Especially in the most vulnerable states, such as Bosnia and Herzegovina (BiH), an overarching EU-US approach has not yet been developed and agreed upon. Differences include whether to use political tools such as sanctions to deter challenges to BiH's sovereignty and territorial integrity. There is also a disagreement about the timing and sequencing of critical reforms needed to remove bottlenecks in the governance system and move BiH closer to EU and NATO membership.
Many Balkans watchers recall Lord Ashdown’s tenure as High Representative and EU Special Representative to BiH as a time when the Europeans and Americans worked well together in developing and executing a common strategy. As European political leaders convene in Sofia for the Western Balkan Summit, we will talk about the past and present challenges to transatlantic cooperation in the Western Balkans and how these might be overcome. The timing for such a discussion is critical, given the renewed secessionist threats in the region and the need for a joint US and EU response to grapple with this challenge.
Rt Hon Lord Ashdown of Norton-sub-Hamdon GCMG KBE PC was born in New Delhi on 27 February 1941, the eldest of 7 children. Ashdown served as a Royal Marines Officer from 1959 to 1972 before joining the British Foreign Service. He first ran for office as a Liberal candidate in 1976 and was elected leader of the Liberal Democrats in 1988. He was made a Knight of the British Empire (KBE) in 2000 and a peer in 2001. Between 2002 and 2006 Ashdown served as High Representative and EU Special Representative to Bosnia and Herzegovina. He continues to serve as a Member of the House of Lords.

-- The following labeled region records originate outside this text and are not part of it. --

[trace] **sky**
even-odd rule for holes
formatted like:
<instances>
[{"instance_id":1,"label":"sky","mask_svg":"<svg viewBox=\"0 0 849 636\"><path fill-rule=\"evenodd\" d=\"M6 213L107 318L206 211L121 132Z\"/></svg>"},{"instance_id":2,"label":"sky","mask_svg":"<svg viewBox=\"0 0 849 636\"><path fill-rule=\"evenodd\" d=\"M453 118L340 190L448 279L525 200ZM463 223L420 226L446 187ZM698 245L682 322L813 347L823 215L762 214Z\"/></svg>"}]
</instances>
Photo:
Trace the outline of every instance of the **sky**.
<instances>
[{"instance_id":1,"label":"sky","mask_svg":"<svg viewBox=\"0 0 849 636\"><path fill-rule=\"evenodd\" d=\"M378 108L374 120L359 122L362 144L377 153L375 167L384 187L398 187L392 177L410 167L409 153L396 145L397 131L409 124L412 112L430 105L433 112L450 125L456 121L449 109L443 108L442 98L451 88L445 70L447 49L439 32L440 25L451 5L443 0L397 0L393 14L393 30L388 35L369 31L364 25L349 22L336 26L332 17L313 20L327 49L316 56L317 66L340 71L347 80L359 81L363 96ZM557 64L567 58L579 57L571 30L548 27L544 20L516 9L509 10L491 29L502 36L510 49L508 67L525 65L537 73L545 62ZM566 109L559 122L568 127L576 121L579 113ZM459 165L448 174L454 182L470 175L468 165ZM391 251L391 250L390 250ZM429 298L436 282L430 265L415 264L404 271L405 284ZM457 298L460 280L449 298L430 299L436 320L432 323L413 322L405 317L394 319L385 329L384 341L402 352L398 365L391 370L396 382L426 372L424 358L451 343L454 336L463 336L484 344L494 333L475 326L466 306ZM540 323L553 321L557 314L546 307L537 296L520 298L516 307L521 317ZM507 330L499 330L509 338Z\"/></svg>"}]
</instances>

The author of numerous articles on foreign affairs and politics, he has published nine books, including two volumes of Diaries, a book on peacekeeping, a best-selling memoir and three historical narratives based around the French resistance in World War II. He was recently commissioned by Collins to write his tenth book, A German Tragedy – the story of the German Resistance to Hitler during the Second World War. In 2016, he was made a Companion of Honour (CH) by her Majesty, reflecting his contribution both to politics and to the world of literature. He serves on the Board of MoreUnited.uk and the Advisory Boards of Silverline and G3.
Ms. Marsaili Fraser worked with international missions in Bosnia and Herzegovina from 2000 until 2016, most recently as head of the EU Special Representative's political department, seconded by the UK government's Stabilisation's Unit. She has worked in other countries in the region and was a political advisor to Paddy Ashdown when he was High Representative in Sarajevo. She is a member of the board of Remembering Srebrenica Scotland and has published work on postwar political relations between Croatia and the Bosnian Croats and Serbia and the Bosnian Serbs. She holds degrees from the University of Oxford, the Central European University and the European University Institute. She is currently working on a comparative study of power-sharing in Bosnia and Northern Ireland.
Mr. James O’Brien is the Vice Chair of Albright Stonebridge Group (ASG). He has served two US administrations as special presidential envoy, securing the release of Americans held hostage abroad and overseeing US policy planning toward the Balkans. He has been senior advisor to the US Secretary of State and served as the principal deputy director of policy planning at the State Department. He worked to end armed conflicts in Europe, helped develop non-proliferation initiatives after the Cold War, negotiated environmental agreements, and supported initiatives to investigate and prosecute persons responsible for war crimes.
Dr. Majda Ruge is a Fellow at the Foreign Policy Institute at Johns Hopkins SAIS. Previously, she was a research fellow at the Gulf Research Centre based in Jeddah/Geneva/Cambridge. From 2012 to 2014, she was a lecturer at the Otto-Suhr-Institute at the Free University of Berlin in the field of international relations and nationalism. Dr. Ruge has worked in management and advisory capacities for the Delegation of the European Commission to Bosnia and Herzegovina and the OSCE Mission to BiH between 2001-2005. She holds degrees from the European University Institute (Ph.D., 2011 and M.A., 2006), Central European University in Budapest (M.A. in International Relations and European Studies, 2001) and Agnes Scott College in Atlanta, GA (B.A. in International Relations, Summa Cum Laude, 2000).